Li Baopu, Meng Max Q H, Xu Lisheng
Department of Electronic Engineering at The Chinese University of Hong Kong, Hong Kong SAR, China.
Annu Int Conf IEEE Eng Med Biol Soc. 2009;2009:3731-4. doi: 10.1109/IEMBS.2009.5334875.
Wireless capsule endoscopy (WCE) has been gradually employed in hospitals because it can directly view the entire small bowel of a human body for the first time. However, a troublesome problem related to this new technology is that too many images produced by WCE will take a lot of efforts for doctors to inspect. In this paper, we propose a comparative study of shape features aiming for intestinal polyp detection for WCE images. As polyps exhibit strong shape characteristics, also a powerful clue used by physicians, we investigate two kinds of shape features, MEPG-7 region-based shape descriptor and Zernike moments, in our study. With multi-layer perceptron neural network as the classifier, experiments on our present image data show that it is promising to employ both Zernike moments and MEPG-7 region-based shape descriptor as the shape features to recognize the intestinal polyp regions, and a better performance is obtained by the Zernike moments based shape features.
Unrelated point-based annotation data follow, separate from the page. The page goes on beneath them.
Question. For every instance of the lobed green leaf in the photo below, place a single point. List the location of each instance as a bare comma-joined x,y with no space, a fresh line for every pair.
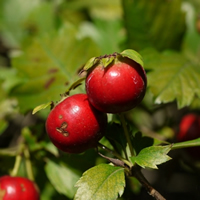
133,55
102,182
62,178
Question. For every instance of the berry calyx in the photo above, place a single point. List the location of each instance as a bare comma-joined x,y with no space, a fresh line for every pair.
18,188
74,125
117,87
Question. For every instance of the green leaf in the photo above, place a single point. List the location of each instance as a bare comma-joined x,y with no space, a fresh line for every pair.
33,18
40,107
91,62
133,55
147,26
102,182
172,77
152,156
63,178
48,65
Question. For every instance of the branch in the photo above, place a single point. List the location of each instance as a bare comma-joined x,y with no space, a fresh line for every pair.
140,177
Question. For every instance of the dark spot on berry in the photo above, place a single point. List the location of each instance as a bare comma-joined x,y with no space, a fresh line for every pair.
62,130
49,82
60,116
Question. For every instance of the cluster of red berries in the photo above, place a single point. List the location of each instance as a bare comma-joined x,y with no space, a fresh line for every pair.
18,188
189,129
79,121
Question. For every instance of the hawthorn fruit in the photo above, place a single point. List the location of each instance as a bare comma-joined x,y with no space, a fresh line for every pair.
74,125
118,87
18,188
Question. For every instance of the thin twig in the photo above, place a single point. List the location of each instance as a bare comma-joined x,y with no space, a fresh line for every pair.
140,177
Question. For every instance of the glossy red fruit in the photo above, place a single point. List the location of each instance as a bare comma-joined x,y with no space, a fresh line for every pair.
189,129
74,125
18,188
119,87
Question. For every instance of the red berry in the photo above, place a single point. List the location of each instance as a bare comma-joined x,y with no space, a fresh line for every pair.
18,188
74,125
118,87
189,129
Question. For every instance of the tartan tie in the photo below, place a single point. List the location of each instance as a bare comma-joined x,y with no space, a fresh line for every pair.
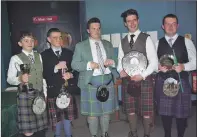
170,42
31,58
100,57
131,41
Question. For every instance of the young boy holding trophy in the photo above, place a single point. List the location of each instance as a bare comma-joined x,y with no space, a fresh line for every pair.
25,70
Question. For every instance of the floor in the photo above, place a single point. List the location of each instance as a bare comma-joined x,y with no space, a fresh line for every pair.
121,128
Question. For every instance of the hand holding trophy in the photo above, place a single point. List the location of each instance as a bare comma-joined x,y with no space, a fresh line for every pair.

无线胶囊内窥镜检查(WCE)已逐渐在医院中得到应用,因为它首次能够直接观察人体的整个小肠。然而,与这项新技术相关的一个棘手问题是,WCE产生的图像过多,医生检查起来会花费大量精力。在本文中,我们针对WCE图像中的肠息肉检测提出了一项形状特征的比较研究。由于息肉具有很强的形状特征,这也是医生使用的一个有力线索,因此我们在研究中考察了两种形状特征,即基于MPEG - 7区域的形状描述符和泽尼克矩。以多层感知器神经网络作为分类器,对我们目前的图像数据进行的实验表明,将泽尼克矩和基于MPEG - 7区域的形状描述符都用作形状特征来识别肠息肉区域是有前景的,并且基于泽尼克矩的形状特征能获得更好的性能。